# Reinforcement Learning

## Prueba del entorno PongSolitaire en Gym

In [None]:
import pygame
import gym
import gym_pong_solitaire

env = gym.make('PongSolitaire-v0')

reloj = pygame.time.Clock()

a = env.reset()
print(a)
done = False
while not done:
    state, reward, done, info = env.step(env.action_space.sample())
    env.render(mode='stat')
    print(state)
    reloj.tick(60)
env.close()

print(env.observation_space.low)  # x_ball, y_ball, dx, dy, x_paddle
print(env.action_space.n)

## Episodio de entrenamiento

In [None]:
import gym
import gym_pong_solitaire
from agent import Agent

import numpy as np

env = gym.make('PongSolitaire-v0')

agent = Agent(len(env.observation_space.low), env.action_space.n) # Toma decisiones de entrenamiento de la red neuronal resultante

episodes = 10 # Numero de jugadas que se realizan
time = 15_000 # Numero de estados por episodio
replay_size = 32 # Tamaño del batch de replay (recordar experiencias pasadas)

max_score = 0

print("---------- Training start ----------")

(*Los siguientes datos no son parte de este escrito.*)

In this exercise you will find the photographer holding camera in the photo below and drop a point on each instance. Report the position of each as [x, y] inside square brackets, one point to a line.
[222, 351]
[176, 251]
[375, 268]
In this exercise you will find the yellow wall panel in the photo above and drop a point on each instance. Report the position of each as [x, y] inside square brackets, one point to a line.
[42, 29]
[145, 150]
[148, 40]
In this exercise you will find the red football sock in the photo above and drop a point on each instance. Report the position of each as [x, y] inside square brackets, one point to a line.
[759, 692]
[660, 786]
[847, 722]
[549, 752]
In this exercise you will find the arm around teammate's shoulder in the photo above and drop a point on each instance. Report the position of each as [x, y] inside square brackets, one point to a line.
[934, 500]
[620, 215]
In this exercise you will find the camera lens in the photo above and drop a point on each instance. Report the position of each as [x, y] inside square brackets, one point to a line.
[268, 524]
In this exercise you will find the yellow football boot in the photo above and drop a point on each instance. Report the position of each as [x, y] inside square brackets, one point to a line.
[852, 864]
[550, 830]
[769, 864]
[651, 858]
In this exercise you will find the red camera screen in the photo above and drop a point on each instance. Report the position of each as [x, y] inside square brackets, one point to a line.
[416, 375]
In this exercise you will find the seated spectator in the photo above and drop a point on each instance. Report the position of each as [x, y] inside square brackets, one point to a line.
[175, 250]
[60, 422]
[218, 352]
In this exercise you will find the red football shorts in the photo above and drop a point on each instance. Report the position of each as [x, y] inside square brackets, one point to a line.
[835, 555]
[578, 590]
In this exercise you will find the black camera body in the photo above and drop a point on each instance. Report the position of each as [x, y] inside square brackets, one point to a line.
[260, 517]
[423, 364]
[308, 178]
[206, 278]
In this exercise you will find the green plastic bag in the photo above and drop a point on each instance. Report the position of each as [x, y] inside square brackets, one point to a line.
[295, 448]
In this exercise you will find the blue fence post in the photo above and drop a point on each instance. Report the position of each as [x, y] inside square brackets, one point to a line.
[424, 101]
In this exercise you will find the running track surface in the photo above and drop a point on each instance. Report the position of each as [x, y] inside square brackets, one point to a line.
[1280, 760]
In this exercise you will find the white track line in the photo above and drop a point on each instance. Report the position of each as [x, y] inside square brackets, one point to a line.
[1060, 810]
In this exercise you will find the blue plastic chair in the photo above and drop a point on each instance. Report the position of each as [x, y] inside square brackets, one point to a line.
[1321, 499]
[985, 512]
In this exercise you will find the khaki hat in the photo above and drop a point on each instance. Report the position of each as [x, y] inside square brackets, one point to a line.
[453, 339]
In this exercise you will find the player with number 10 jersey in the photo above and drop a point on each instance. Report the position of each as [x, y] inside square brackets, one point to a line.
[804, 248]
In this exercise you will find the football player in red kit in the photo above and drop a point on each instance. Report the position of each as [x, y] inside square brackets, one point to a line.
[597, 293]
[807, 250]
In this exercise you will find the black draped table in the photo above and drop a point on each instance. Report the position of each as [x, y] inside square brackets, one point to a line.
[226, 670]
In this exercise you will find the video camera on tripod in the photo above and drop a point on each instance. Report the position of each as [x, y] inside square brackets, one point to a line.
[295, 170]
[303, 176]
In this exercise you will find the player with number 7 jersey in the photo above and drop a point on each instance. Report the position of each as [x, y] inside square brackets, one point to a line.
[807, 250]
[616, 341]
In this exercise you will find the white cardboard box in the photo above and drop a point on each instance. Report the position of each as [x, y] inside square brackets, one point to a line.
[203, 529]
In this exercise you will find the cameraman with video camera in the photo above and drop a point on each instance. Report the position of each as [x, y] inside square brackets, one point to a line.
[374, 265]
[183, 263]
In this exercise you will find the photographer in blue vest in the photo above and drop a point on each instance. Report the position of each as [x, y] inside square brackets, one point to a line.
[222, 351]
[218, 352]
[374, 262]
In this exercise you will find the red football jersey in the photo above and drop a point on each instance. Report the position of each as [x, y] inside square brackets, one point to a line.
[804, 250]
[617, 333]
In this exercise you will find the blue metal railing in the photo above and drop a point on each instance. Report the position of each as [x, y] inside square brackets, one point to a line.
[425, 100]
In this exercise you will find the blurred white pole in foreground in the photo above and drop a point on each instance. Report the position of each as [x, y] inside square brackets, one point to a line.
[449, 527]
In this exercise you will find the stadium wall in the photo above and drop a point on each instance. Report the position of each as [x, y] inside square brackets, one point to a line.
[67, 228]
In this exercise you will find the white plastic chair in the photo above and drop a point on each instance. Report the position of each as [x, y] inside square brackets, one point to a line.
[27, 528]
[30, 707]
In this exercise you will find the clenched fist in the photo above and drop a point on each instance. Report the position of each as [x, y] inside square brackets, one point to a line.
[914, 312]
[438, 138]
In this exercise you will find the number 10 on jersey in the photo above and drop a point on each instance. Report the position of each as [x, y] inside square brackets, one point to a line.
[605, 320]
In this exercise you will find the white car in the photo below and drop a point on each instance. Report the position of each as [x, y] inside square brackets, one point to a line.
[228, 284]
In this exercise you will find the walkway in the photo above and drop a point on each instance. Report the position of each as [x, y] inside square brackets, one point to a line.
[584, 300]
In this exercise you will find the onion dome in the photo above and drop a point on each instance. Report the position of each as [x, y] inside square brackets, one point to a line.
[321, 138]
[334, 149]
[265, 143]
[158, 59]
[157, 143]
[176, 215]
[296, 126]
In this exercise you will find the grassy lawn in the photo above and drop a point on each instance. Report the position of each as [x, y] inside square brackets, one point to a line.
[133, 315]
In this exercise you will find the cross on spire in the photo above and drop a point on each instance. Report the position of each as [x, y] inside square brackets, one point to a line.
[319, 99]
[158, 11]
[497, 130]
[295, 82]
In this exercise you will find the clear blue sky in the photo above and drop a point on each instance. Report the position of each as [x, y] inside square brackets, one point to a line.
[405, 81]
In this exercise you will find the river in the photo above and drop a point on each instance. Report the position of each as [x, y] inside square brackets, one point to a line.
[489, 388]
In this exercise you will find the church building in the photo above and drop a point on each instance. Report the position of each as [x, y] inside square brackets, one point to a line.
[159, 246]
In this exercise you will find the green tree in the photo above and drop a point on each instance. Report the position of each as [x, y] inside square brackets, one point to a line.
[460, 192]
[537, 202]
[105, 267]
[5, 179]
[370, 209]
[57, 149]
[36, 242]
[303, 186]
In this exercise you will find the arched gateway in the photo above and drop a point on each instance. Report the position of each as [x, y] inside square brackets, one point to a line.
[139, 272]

for episode in range(episodes):
    current_state = env.reset()
    current_state = np.reshape(current_state, [1,5])

    total_reward = 0
    
    print("-------------------------\n" +
          "Episode " + str(episode) + "/" + str(episodes))
    for t in range(time):
        action = agent.act(current_state)
        next_state, reward, done, _ = env.step(action)

        next_state = np.reshape(next_state, [1,5])

        agent.remember(current_state, action, reward, next_state, done)
        
        if t%16 == 0 or reward > 0:
            print("\tTime " + str(t) + " Episode " + str(episode) + "/" + str(episodes))
        
        current_state = next_state
        total_reward += reward # La puntuación final es el número de veces que se consigue rebotar la pelota
        
        max_score = total_reward if max_score < total_reward else max_score
        
        if done:
            print("\tEpisode " + str(episode) + "/" + str(episodes) + " finished | Score: " + str(total_reward) + " | Max score: " + str(max_score))
            break
    agent.replay(replay_size)

env.close()
print("---------- Training end ----------")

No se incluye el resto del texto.